Now, I have always approved of Banville's secondary career as Benjamin Black. I have reviewed most if not all of his oeuvre on this blog. OK, I didn't like Christine Falls as much the other Quirke novels, but I loved the faux Chandler of The Black-Eyed Blonde. It is scarcely a secret that I am drawn to novellas, largely because they are all I can write myself in my current condition, so when I saw this slim volume by Black sitting on the shelf I had to have it,
Woe is us, for we are undone. This - and I have to be blunt because Banville-Black is a major writer with a reputation of which he is prickly proud - is execrable scrapings from the barrel base. What is the bloody point? It's short but it is not a novella because a novella is as long as it needs to be whereas this is as long as Black can stretch the tissue-thin plot. The characters are all horrible without a single redeeming virtue, and that's only the main characters, the other participants have no character. The character who might just have sparked some empathy, the titular Lemur, is the victim in the so-called mystery. The obvious solution is someone we have never encountered and therefore don't give two hoots about.

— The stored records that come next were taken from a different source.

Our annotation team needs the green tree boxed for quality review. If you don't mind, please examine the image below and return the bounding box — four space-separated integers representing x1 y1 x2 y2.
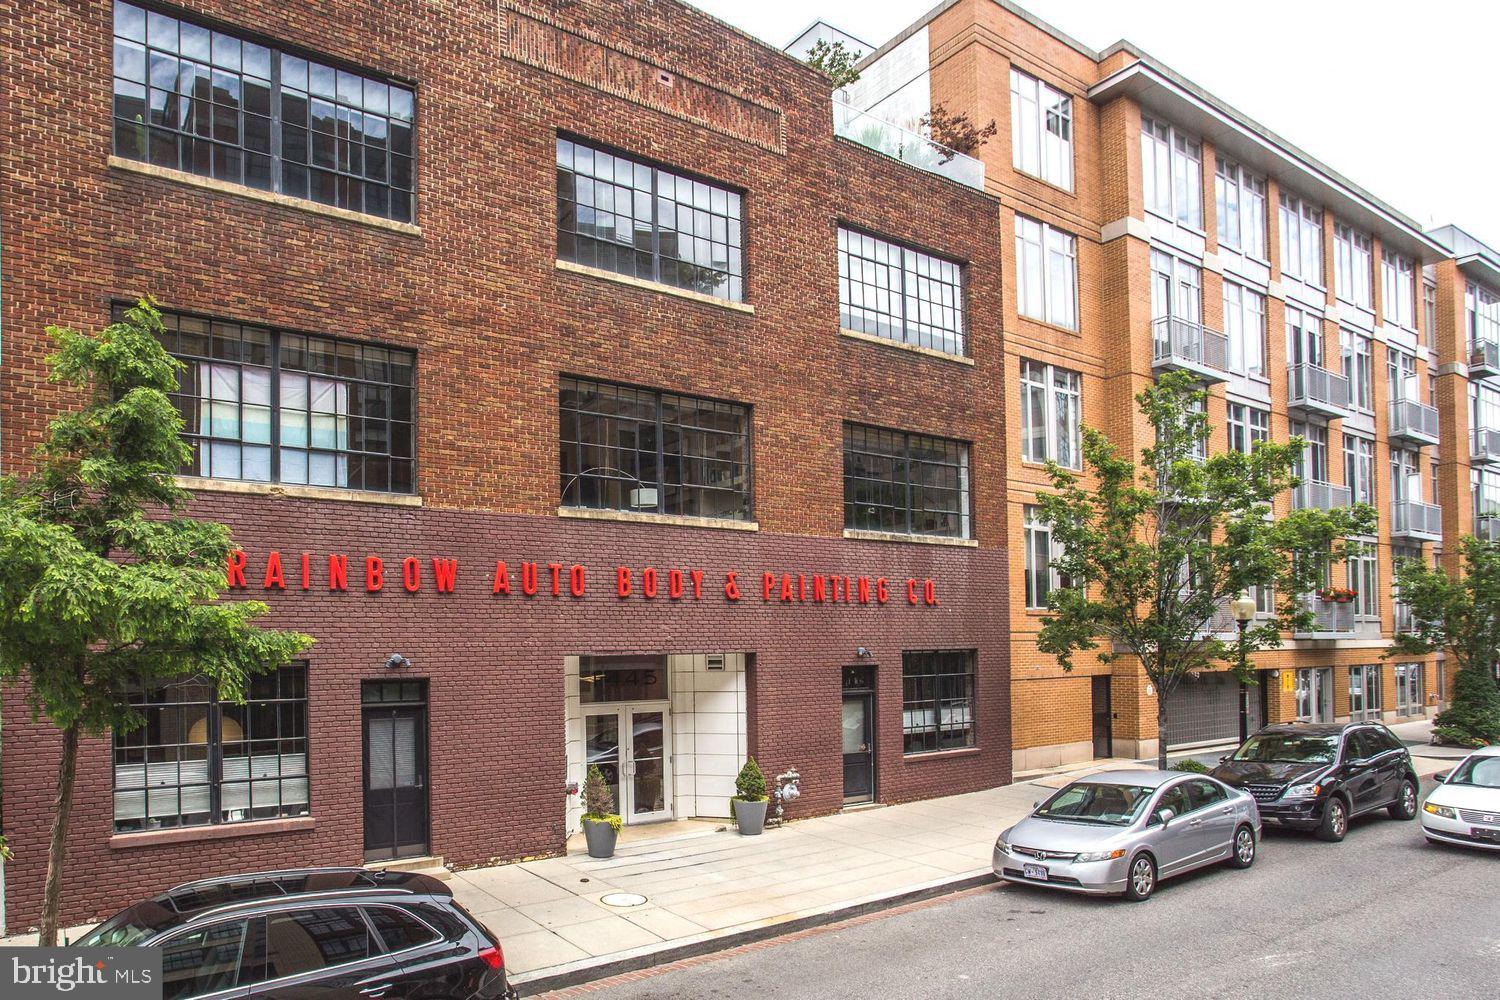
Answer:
1035 370 1376 768
0 300 312 944
805 39 863 89
1390 536 1500 746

It's set in some ghastly super-rich New York milieu in which multimilliionaire Big Bill Mulholland is ex-CIA (yawn) but still wants his forty-something son-in-law, the Irish super-journalist John Glass (don't give me that, Banville, I've read Irish newspapers) to write his biography, which - surprise, surprise - quickly uncovers uncomfortable truths. Glass is too lazy to do any writing, his wife is a sexless rich bitch, his mistress is a Boho artist who splashes paint about to no effect, and stepson David is Tony Curtis sending up Cary Grant in Some Like It Hot without being in any way amusing.
It's awful. It's like the American TV super-soaps of the 1980s and just about as insightful. It will be a while before I go near a Banville-Black again.